12. The semiconductor device according to claim 1, further comprising a silicide layer on the gate electrode and/or the source/drain regions.

13. A method of fabricating a semiconductor device comprising the steps of:

forming a groove on a semiconductor substrate;

forming a gate electrode on the semiconductor substrate, the gate electrode comprising a body part on the semiconductor substrate and a projecting part projecting downwardly from the body into the groove; and

forming source/drain regions in the semiconductor substrate at opposite sides of the gate electrode.

14. The method of fabricating a semiconductor device according to claim 13, wherein forming the groove comprises:

selectively forming at least one insulating layer on the semiconductor substrate by a thermal oxidation process; and

removing the insulating layer(s).

15. The method of fabricating a semiconductor device according to claim 13, wherein the inner side of the groove has a curved surface.

16. The method of fabricating a semiconductor device according to claim 13, wherein the projecting part of the gate electrode fills the groove.

17. The method of fabricating a semiconductor device according to claim 13, further comprising forming a gate insulating layer on the semiconductor substrate and inside the groove.

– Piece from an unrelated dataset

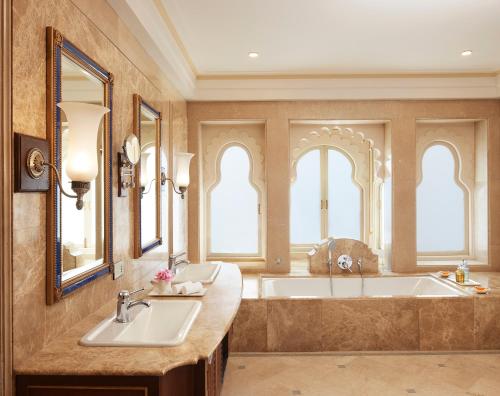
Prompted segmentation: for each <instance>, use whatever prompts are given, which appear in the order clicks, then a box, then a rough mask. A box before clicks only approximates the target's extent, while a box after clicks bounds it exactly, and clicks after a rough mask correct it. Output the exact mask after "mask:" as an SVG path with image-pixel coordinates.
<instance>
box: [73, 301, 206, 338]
mask: <svg viewBox="0 0 500 396" xmlns="http://www.w3.org/2000/svg"><path fill="white" fill-rule="evenodd" d="M200 309H201V301H192V300H190V301H177V300H168V301H159V300H152V301H151V306H150V307H149V308H148V307H145V306H144V305H137V306H135V307H132V308H131V309H130V319H131V321H130V322H129V323H118V322H117V321H116V320H115V315H113V316H111V317H109V318H108V319H105V320H103V321H102V322H101V323H99V324H98V325H97V326H96V327H94V328H93V329H92V330H91V331H89V332H88V333H87V334H86V335H85V336H84V337H83V338H82V339H81V340H80V344H81V345H85V346H125V347H133V346H142V347H164V346H176V345H180V344H182V343H183V342H184V340H185V339H186V336H187V334H188V333H189V330H191V326H192V325H193V322H194V321H195V319H196V317H197V316H198V313H199V312H200Z"/></svg>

18. The method of fabricating a semiconductor device according to claim 13, further comprising forming an n-type impurity region, a device isolating layer, and a p-type well in the semiconductor substrate.

19. The method of fabricating a semiconductor device according to claim 13, further comprising forming a spacer on opposite sides of the gate electrode.

20. The method of fabricating a semiconductor device according to claim 19, further comprising forming lightly doped drain regions in the substrate adjacent to the gate electrode.